The velocity of the composite body is 0.99m/s 63.43° west of north.

Explanation:

Here the law of conservation of energy says that

$(1).\: \: m_1v_1cos(0)+m_2v_2cos(90^o)=(m_1+m_2)v_f cos(\theta)$

$(2).\: \: m_1v_1sin(0)+m_2v_2sin(90^o)=(m_1+m_2)v_f sin(\theta)$

where $v_f$ is the final velocity if the composite body, and $\theta$ is measured from west of north.

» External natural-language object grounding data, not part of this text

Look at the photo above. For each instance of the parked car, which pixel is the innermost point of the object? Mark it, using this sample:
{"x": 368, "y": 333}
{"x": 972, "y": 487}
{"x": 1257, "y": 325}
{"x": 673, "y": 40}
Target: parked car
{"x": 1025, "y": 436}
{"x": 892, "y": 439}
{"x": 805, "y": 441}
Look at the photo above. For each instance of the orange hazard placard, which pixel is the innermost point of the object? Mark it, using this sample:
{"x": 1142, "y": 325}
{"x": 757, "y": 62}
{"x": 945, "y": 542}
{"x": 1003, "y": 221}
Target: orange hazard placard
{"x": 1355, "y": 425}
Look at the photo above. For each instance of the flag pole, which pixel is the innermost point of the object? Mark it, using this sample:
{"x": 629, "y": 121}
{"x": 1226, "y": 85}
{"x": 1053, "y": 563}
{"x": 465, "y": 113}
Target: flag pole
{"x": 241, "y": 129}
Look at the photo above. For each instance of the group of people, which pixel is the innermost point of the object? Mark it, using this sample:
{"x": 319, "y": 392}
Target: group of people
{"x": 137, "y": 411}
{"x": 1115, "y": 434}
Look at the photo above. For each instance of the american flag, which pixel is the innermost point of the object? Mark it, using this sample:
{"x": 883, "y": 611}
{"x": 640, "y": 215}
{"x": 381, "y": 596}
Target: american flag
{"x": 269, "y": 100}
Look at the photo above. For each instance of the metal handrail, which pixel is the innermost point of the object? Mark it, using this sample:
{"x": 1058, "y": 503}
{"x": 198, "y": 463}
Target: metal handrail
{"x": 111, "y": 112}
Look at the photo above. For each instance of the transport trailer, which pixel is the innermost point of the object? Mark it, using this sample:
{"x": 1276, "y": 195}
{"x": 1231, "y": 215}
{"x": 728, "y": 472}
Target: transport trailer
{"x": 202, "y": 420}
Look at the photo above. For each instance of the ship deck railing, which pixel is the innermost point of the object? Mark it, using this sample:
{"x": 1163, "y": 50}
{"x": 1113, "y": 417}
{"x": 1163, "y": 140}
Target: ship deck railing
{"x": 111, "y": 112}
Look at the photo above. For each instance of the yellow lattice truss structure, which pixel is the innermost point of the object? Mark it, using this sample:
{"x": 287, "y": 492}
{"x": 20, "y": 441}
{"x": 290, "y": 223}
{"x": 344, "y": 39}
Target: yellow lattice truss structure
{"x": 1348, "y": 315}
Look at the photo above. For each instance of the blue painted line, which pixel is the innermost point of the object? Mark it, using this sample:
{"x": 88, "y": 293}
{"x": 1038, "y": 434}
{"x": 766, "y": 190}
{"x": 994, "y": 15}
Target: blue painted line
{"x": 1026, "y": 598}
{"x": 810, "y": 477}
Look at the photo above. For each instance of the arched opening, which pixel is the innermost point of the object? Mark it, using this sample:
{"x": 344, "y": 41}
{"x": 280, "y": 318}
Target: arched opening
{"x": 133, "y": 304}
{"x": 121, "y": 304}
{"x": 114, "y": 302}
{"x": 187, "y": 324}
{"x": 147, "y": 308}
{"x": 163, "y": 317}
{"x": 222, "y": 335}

Putting in numbers and simplifying the above equation we get:

$(3).\: \: m_1v_1=(m_1+m_2)v_f cos(\theta)$

$(4).\: \: m_2v_2=(m_1+m_2)v_f sin(\theta)$

dividing equation (4) by (3) gives

$\dfrac{ m_2v_2=(m_1+m_2)v_f sin(\theta)}{ m_1v_1=(m_1+m_2)v_f cos(\theta)}$

$\dfrac{m_2v_2}{m_1v_1} = \dfrac{sin(\theta)}{ cos(\theta)}$

$(5).\: \: tan(\theta) = \dfrac{m_2v_2}{m_1v_1}$

putting in $m_1 = 0.5kg$, $v_1 = 4m/s$, $m_2 = 4kg$, and $v_2 = 1m/s$ we get:

$tan(\theta) = \dfrac{(4kg)(1m/s)}{(0.5kg)(4m/s)}$

$\boxed{\theta = 63.43^o}$

Thus, the final velocity $v_f$ we get from equation (3) is:

$v_f=\dfrac{m_1v_1}{(m_1+m_2)cos(\theta)}$

$v_f=\dfrac{(0.5kg)(4m/s)}{(4kg+0.5kg)cos(63.43^o)}$

$\boxed{v_f = 0.99m/s}$

Thus, the velocity of the composite body is 0.99m/s 63.43° west of north.